Last year the British Medical Journal published an editorial by Anand, in which he quoted a company which said it aimed 'to make the physician a low-pressure salesman' of its products. Incentives to the medical profession are part of the culture of the pharmaceutical and baby food industries. Besides sponsorships, companies offer free samples, assistance with research funds and advertisements supporting professional journals.

Anand stopped taking such contributions back in 1978, on the grounds that 'there's no such thing as a free lunch'. His decision was part of a deeper personal change which motivated his campaigning. As an ambitious young doctor, he hated his head of department because he felt he was holding him back. 'We were at loggerheads,' he said. 'Even when I was examining a patient, his figure would come into my mind and I would start wondering how to take revenge.'

A doctor from Ireland, whom he met through MRA, challenged him, on the basis of the Hindu scriptures, to face his anger. Through 'inner listening', Anand found the words to write an apology to his chief. 'I became a free man,' he said. 'I refound the dreams of my childhood-to be available to the poor in the slums and villages.'

He embraced a simpler lifestyle and cut down on the number of fee-paying patients he treated so as to devote more time to voluntary work. He quit drinking alcohol, because of its effect on India's poor. Once a fortnight, on his free Sunday, he joined a busload of doctors running a free clinic in a village an arduous two hours' journey from the city.

He also organized a conference for his highly-qualified city-based colleagues to interact with rural health workers-including illiterate village midwives and Gandhian workers devoted to digging latrines. Some 80 per cent of India's doctors work in cities, while three-quarters of the population live in rural areas. After the conference, a number of doctors began to shift their focus.

He says that his motivation comes from two sources: 'Scriptures and MRA. Both complement each other. The scriptures teach me that to become a fit student I must first assimilate austere values in my life. The values of the Bhagavad Gita are the same as MRA outlines-purity, honesty, unselfishness and love.

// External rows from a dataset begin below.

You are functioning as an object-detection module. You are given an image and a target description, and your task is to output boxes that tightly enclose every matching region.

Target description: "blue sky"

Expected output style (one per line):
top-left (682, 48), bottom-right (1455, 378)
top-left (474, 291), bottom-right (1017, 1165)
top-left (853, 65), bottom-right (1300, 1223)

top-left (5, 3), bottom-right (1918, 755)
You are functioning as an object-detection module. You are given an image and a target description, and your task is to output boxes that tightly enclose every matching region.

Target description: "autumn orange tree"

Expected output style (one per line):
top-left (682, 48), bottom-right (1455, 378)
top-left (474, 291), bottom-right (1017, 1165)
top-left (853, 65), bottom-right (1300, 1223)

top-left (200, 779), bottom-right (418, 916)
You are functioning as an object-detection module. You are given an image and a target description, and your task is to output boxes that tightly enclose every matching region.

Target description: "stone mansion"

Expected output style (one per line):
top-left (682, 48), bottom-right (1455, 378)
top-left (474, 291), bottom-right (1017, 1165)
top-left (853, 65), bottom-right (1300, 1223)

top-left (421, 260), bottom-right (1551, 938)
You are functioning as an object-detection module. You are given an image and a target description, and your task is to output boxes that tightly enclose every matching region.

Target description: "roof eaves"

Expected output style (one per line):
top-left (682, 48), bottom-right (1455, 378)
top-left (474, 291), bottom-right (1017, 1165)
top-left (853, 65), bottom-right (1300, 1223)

If I follow those values I can get clear messages from within on how to use my life and how to go about fighting the battles that need to be fought.'

Early morning meditations have been part of his spiritual discipline for years. Twice a week he and his son Sunil, a successful homeopathic practitioner, go to a discourse on the Hindu scriptures with a swami (teacher).

Though he would probably not make any such claim, he demonstrates Gandhi's satyagraha-the 'soul-force' of spiritual disciplines and of non-violence. Earlier this year, the managing director of an Indian company, whom ACASH had confronted with a legal challenge, was welcomed into the Anand home with respect, almost affection, as they negotiated a settlement.

Writing to his co-campaigners in the Breastfeeding Network, Anand urges them not to forget 'the age-old dictum that love is the greatest thing in the world', especially when they face opposition. 'Let us not lose our respect for our colleagues if they tend to differ with us. They may have something important to tell us.' It is an echo of the reconciliation he had, years ago, with his own head of department.

He quotes two verses from the Hindu scriptures: 'Ishwar arpan budhi' which he interprets as 'whatever you undertake, do it as an offering to the Lord', and 'Prashad budhi-after you have done your bit, whatever results come, accept them as a gift from the Lord.'

With people like Raj Anand 'doing their bit' India's social development may yet match its economic growth.